The invention relates generally to modeling customer behavior. In particular, the invention relates to developing a predictive model for a customer's behavior by coarse-classing a variable in the predictive model.
Good customer relationship management (CRM) has become a valuable tool in today's highly competitive markets. CRM enables a business to know who its customers are, what its customers buy, how much its customers earn, how much its customers spend and other similar types of information that allow a company to understand the market for its goods and/or services. This information helps a company to predict certain events in the future, such as predicting how much profit a bank may make from a business activity. This information also helps a company to find out the propensity of its customer for a particular behavior, such as how likely the customer is to respond to an offer, how likely the customer is to default on a loan, or pay a loan earlier than scheduled, etc. One method of predicting customer behavior that businesses have utilized is a predictive model.
A predictive model attempts to predict a future result based on past experience. As noted above, the result of the predictive model could be a predicted profit from a business activity. For example, a predictive model may be developed to estimate a bank's annual profit from its credit card business. The result of a predictive model may be any real number. A subset of predictive modeling is propensity modeling. A propensity model provides an estimate of the propensity of a customer to respond to a particular event in a particular manner. Thus, a propensity model is based on a binary situation, either an event occurs or it does not. Typically, a predictive model is based on previous experiences with existing customers. For this purpose, companies maintain databases of their customers replete with data from previous transactions, conduct surveys, or customer response sheets. For example, the predictive model may be based on the customer's age, the customer's income, how a customer responded to a similar event in the past, and/or many other customer attributes. Each of these attributes may be a variable used in the predictive model. In addition, a coefficient may be used to weight each of the attributes to provide the best model of the customer's behavior. For example, the customer's age may be more indicative than the customer's income as to whether or not a customer will respond in a particular manner to an event. Consequently, the coefficient for the customer's age would be greater than the coefficient for the customer's income.
One technique that may be used in developing a predictive model is the coarse-classing of one or more of the customer attributes used in a propensity model. This is desirable when the variable has a non-linear relationship with the response. For example, the propensity of a customer to respond in a particular manner may not be a linear function of the customer's age, i.e., a customer forty years of age may not be twice as likely to respond in a given manner to an event as a twenty year old. However, the age of the customer may still be a good predictor of the customer's behavior. Therefore, by coarse-classing the customer's into two or more age ranges, a different coefficient may be assigned to each of these classes of customers.

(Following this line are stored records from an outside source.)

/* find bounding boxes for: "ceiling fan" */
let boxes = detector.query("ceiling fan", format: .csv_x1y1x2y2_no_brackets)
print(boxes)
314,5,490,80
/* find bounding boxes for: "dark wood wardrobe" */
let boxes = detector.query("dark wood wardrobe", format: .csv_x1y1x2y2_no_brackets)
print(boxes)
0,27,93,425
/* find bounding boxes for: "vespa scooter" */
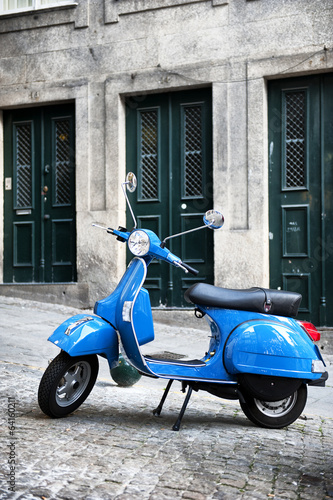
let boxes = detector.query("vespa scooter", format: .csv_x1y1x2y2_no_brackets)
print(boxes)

There are two existing methods for coarse-classing variables in a predictive model. In the first method, the classes are created using domain knowledge. In the second method, the dataset is divided into equal sized quantiles (e.g. Deciles) based on the range of the attribute under consideration. For each quantile, the information value is calculated based on the number of events and non-events in that quantile. The quantiles are then grouped based on a visual inspection. While the first approach relies on a good understanding of the domain, the second approach is constrained by the fact that the starting solutions are equal sized quantiles, which might not lead to an optimal partitioning of the range.
Therefore, there is a need for a technique that improves the development of coarse-classes in a predictive model. In particular, a technique is desired that would incorporate existing domain knowledge, but not be restricted by it.